Michael Müller (52) ist SPD-Bundestagsabgeordneter und Umweltexperte. Er wurde 1998 für das Amt des Umweltministers gehandelt.

Michael Müller (52) ist SPD-Bundestagsabgeordneter und Umweltexperte. Er wurde 1998 für das Amt des Umweltministers gehandelt.

Herr Müller, Schröder hat Umweltminister Trittin als "Risiko" bezeichnet. Sehen Sie das auch so?

Glücklich war die Debatte der letzten Tage jedenfalls nicht. Aber das will ich nicht einseitig nur auf Trittin beziehen. Dessen Bewertung von Herrn Meyer war daneben, aber noch mehr bin ich erschrocken über das, was sich daraus in den Debatten des konservativen Lagers entwickelt. Dem ist offenkundig jede inhaltliche Orientierung verloren gegangen.

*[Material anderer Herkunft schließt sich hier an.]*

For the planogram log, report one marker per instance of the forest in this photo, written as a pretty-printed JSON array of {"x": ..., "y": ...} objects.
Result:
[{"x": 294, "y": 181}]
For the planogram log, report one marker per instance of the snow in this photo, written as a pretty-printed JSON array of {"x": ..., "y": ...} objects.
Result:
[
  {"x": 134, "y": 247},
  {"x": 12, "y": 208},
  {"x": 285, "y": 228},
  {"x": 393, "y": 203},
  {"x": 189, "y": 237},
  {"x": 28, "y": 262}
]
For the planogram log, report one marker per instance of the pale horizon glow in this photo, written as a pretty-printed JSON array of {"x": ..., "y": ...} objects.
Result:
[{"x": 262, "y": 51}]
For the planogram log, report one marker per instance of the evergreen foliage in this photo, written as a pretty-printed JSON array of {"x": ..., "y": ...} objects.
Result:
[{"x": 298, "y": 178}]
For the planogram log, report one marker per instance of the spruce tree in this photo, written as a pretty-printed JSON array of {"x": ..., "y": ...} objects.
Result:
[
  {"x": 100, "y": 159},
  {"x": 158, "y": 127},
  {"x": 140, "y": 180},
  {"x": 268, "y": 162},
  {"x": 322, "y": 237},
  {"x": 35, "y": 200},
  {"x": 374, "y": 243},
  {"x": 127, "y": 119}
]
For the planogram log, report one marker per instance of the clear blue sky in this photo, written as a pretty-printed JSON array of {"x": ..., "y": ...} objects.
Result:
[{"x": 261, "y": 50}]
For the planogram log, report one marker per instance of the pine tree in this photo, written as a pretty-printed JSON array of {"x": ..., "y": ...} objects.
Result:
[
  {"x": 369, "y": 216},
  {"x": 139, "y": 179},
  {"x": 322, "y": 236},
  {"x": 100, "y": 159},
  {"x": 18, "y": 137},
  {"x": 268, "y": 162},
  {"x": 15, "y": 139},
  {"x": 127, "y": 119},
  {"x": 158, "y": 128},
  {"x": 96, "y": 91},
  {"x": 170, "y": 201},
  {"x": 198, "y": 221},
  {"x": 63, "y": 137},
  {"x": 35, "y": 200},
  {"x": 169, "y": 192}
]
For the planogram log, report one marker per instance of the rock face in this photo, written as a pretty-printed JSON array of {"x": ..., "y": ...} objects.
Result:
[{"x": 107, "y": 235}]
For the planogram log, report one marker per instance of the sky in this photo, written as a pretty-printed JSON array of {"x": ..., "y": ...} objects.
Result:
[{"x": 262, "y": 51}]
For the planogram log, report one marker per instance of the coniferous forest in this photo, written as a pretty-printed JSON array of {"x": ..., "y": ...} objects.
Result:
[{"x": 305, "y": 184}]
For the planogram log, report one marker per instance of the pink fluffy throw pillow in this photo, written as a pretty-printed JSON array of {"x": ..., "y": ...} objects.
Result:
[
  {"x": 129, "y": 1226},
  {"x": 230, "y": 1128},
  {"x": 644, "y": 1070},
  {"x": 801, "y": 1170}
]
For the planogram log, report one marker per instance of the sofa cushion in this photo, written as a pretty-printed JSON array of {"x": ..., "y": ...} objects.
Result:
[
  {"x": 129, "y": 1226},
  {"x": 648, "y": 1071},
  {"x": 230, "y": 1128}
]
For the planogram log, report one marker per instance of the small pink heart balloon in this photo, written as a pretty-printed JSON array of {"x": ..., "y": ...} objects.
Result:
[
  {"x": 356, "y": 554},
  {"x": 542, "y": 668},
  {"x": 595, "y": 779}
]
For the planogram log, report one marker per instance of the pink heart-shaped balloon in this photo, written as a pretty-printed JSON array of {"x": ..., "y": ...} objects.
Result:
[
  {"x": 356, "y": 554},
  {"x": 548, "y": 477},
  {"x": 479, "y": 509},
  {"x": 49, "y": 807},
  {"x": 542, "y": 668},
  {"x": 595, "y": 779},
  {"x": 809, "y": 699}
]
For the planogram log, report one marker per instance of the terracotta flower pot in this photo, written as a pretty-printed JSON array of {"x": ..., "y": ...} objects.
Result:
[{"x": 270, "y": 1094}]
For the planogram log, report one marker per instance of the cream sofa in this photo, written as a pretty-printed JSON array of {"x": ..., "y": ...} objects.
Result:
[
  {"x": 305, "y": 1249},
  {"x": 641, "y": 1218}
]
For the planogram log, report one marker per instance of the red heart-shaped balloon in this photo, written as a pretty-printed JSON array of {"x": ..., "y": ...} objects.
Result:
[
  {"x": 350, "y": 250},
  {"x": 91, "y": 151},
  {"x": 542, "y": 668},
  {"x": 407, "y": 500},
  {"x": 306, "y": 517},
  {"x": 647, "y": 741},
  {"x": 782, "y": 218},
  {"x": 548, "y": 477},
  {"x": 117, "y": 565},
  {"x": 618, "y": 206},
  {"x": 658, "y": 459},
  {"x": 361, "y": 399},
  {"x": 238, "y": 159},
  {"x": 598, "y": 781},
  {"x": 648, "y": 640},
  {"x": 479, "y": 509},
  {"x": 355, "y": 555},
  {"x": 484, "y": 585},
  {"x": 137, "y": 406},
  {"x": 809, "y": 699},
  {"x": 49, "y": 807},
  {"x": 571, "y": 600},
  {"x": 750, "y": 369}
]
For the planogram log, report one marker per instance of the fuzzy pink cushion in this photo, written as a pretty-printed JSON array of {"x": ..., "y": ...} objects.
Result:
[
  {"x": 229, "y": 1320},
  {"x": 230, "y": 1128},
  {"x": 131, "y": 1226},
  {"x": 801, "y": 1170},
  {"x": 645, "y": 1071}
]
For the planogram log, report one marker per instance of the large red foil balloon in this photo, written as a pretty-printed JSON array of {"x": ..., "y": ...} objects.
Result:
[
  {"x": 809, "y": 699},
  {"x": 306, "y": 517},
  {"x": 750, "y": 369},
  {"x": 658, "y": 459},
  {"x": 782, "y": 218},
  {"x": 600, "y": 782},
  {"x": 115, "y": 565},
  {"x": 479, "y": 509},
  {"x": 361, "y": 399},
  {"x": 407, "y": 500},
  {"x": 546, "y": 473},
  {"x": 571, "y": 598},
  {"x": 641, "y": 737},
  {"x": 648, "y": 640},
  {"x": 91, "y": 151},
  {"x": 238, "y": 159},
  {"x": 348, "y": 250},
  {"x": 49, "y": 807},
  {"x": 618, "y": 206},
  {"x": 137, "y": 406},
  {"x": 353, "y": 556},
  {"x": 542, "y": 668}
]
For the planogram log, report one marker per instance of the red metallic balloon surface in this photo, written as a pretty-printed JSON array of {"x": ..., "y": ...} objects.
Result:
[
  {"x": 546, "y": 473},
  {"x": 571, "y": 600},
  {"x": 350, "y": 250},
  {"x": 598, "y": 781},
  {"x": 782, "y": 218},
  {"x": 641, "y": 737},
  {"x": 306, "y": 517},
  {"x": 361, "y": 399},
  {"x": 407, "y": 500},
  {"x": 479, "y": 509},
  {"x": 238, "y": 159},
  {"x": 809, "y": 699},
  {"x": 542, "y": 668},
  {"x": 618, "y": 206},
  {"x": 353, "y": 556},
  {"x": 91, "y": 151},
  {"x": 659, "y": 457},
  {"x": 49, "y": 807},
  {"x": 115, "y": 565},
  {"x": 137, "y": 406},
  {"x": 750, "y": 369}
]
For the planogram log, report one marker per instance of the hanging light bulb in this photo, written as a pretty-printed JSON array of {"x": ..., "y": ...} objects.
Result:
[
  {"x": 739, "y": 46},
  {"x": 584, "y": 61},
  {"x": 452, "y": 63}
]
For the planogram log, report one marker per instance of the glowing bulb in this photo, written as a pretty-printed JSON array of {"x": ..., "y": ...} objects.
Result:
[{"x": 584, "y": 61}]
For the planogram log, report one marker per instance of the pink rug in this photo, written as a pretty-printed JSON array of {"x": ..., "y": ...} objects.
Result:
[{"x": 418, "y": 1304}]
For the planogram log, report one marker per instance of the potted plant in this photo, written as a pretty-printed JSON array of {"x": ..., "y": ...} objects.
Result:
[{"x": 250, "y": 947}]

Was werfen Sie den Konservativen vor?

Ich glaube, dass die Art und Weise, wie über das in Deutschland auch historisch stets schwierige Thema Patriotismus und Tradition derzeit debattiert wird, mehr die Demagogie allerschlechtester Stammtische ist als eine gerade in dieser Frage gebotene sorgfältige Auseinandersetzung. Zumal vor dem Hintergrund der Missverständnisse, die eine solche Debatte national und international auslösen kann.

Noch einmal zu Trittin: Meinen Sie, er bringt in der Koalition die Statik ins Wanken?

Nein. Das Ganze ist eher der Ausdruck eines hochgeschaukelten, dadurch unangemessen zugespitzten Konfliktes. Man kann das nicht alles bei Trittin abladen. Durch die Steigerung der rhetorischen Dosis seit dem Schwarzgeldskandal der CDU findet in demagogischer Form eine Entpolitisierung statt, die um so bedauerlicher ist, als wir vor gewaltigen Herausforderungen stehen. Die Union ist in einer noch tieferen Orientierungskrise, als man landläufig meint.

Glauben Sie, Trittin muss zurücktreten?

Nein, das glaube ich nicht, aber ich finde, es wäre besser gewesen, wenn er sich direkt entschuldigt hätte. Es ist auch ärgerlich, dass so jemand wie Laurenz Meyer, der selbst mit freundlichem Gesicht die größten Unverschämtheiten erzählt, jetzt in die Rolle des Getretenen kommt.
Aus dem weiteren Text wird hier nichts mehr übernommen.